Kat chose the cot next to his and sat down. She bounced a little, and the springs squeaked. “It’s funny,” she said. “I’m exhausted, but I don’t think I’ll be able to sleep.”
Gerta sprawled out on the third cot in the row and closed her eyes. “I’m not gonna have that problem.”
Mutti placed the back of her hand against Gerta’s forehead. “You still feel a little warm. How’s your stomach?”
“Better,” Gerta said. “I got it all out in the truck.”
“Drink some water,” Mutti said.
“Can’t,” Gerta said, turning over onto
her side. “Sleeping.”
Max handed a glass to Kat and another to Mutti. Then he went back to the dresser and opened the top drawer. There were a stack of folded sheets, another tin of biscuits, and a pair of spools with wooden handles. He reached for one of them and found that the two spools were actually attached. When he tried to pull them apart, he unfurled a long piece of paper crowded with tiny script he recognized as the Hebrew alphabet.
“Look at this,” he said, holding it up.
“It’s a miniature Torah scroll,” Mutti said. “Elke and Petra are one of the links in the chain for smuggling Jews out of Germany. That’s why they have this secret room.”
As he stretched the scroll out on the dresser, poring over its remarkably neat script, he thought of the family that had been secreted away here before moving on “down the line.” It seemed unlikely that they would have left this behind by mistake. He would never know, of course, but he chose to believe that they had left the scroll here on purpose, as a gift for the next family who sheltered at Elke and Petra’s house. Carefully, he wound the paper back up and replaced the scroll in the drawer. Then he drained his water glass and sat down on his bed.
Next to him, Kat tapped out a skittering rhythm on the metal frame of the cot. Gerta snored lightly, fully clothed, on top of the sheets. Mutti went behind the partition and emerged after a moment wearing a long nightdress.
“Kat,” she said wearily.
Kat’s rhythm ceased. “Sorry,” she said. “Didn’t even realize I was doing it.”
At the round table, Mutti stood with her hand on the lamp’s switch. “Rest well, and sweet dreams, my loves.”
The room went dark. Max took off his shoes, socks, and trousers, and slipped beneath his sheets. He stared up into the darkness, listening to Kat toss and turn. After a while she went quiet.
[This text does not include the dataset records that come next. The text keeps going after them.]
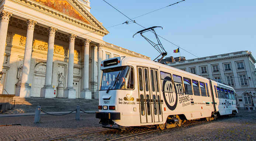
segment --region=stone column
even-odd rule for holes
[[[56,28],[51,27],[48,30],[49,34],[48,40],[48,50],[47,52],[47,60],[46,63],[46,72],[45,79],[44,87],[41,88],[40,97],[46,98],[53,98],[54,88],[52,86],[52,64],[53,60],[53,50],[54,49],[54,38],[55,33],[57,29]]]
[[[76,98],[76,90],[73,88],[73,72],[74,71],[74,50],[75,40],[76,35],[73,34],[69,36],[69,64],[68,68],[68,83],[67,87],[64,90],[63,97]]]
[[[84,43],[84,69],[83,76],[83,90],[81,91],[80,97],[82,98],[91,99],[91,91],[89,90],[89,48],[91,41],[86,39]]]
[[[93,94],[95,94],[97,89],[97,47],[94,46],[92,48],[92,67],[91,69],[91,93]],[[94,95],[93,95],[94,96]]]
[[[7,30],[10,17],[12,14],[5,11],[1,12],[1,25],[0,26],[0,72],[3,70],[3,64],[4,58],[5,44],[7,36]]]
[[[18,92],[20,93],[20,97],[30,97],[31,85],[28,83],[28,78],[30,69],[30,62],[32,54],[32,45],[34,28],[37,22],[29,19],[27,22],[28,24],[27,32],[27,39],[25,47],[25,53],[23,60],[23,66],[22,67],[21,80],[20,88],[18,88]],[[19,90],[18,90],[19,89]]]
[[[4,10],[2,11],[0,13],[1,18],[0,26],[0,72],[3,70],[7,29],[8,28],[9,20],[11,15],[11,13]],[[2,83],[3,83],[3,82]],[[3,84],[0,83],[0,94],[3,93]]]
[[[102,56],[103,55],[103,52],[102,51],[102,44],[98,44],[97,45],[98,46],[98,74],[97,75],[97,91],[94,94],[94,97],[95,99],[98,99],[98,93],[100,86],[100,81],[101,78],[101,70],[100,70],[100,64],[102,61]]]

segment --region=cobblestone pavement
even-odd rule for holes
[[[208,122],[158,130],[121,140],[256,140],[256,112],[239,111],[242,115]],[[249,115],[248,115],[249,114]],[[63,116],[41,116],[41,122],[34,123],[34,116],[0,118],[0,140],[44,140],[79,134],[103,131],[95,115],[80,113]],[[1,126],[20,124],[20,125]],[[129,127],[125,130],[109,130],[76,136],[60,140],[108,140],[153,129]]]

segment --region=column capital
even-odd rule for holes
[[[102,47],[103,47],[103,44],[101,43],[97,44],[97,47],[98,47],[97,49],[98,49],[98,51],[100,50],[102,50]]]
[[[69,42],[75,41],[75,39],[76,37],[76,35],[74,34],[70,34],[69,36]]]
[[[34,30],[35,28],[35,25],[37,24],[35,21],[32,20],[32,19],[29,19],[27,21],[27,24],[28,24],[28,29],[32,29]]]
[[[0,14],[0,17],[1,17],[2,21],[7,22],[9,22],[9,20],[12,15],[12,14],[4,10],[2,10],[1,11]]]
[[[86,46],[89,46],[90,45],[90,43],[91,41],[91,40],[90,39],[86,39],[84,40],[84,45]]]
[[[48,31],[49,32],[49,36],[55,36],[55,33],[58,30],[58,29],[56,28],[52,27],[49,27],[48,29]]]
Max’s head throbbed where Heinrich had bashed him with the gun, sending pulsating waves through the pure blackness of the windowless room.
As Max drifted toward sleep, the throbbing waves took on the shapes of huddled figures—a whole procession of families displaced by the war, traveling through Elke and Petra’s house, lying in these very beds, staring up into the darkness, obsessed with the details of their own journeys.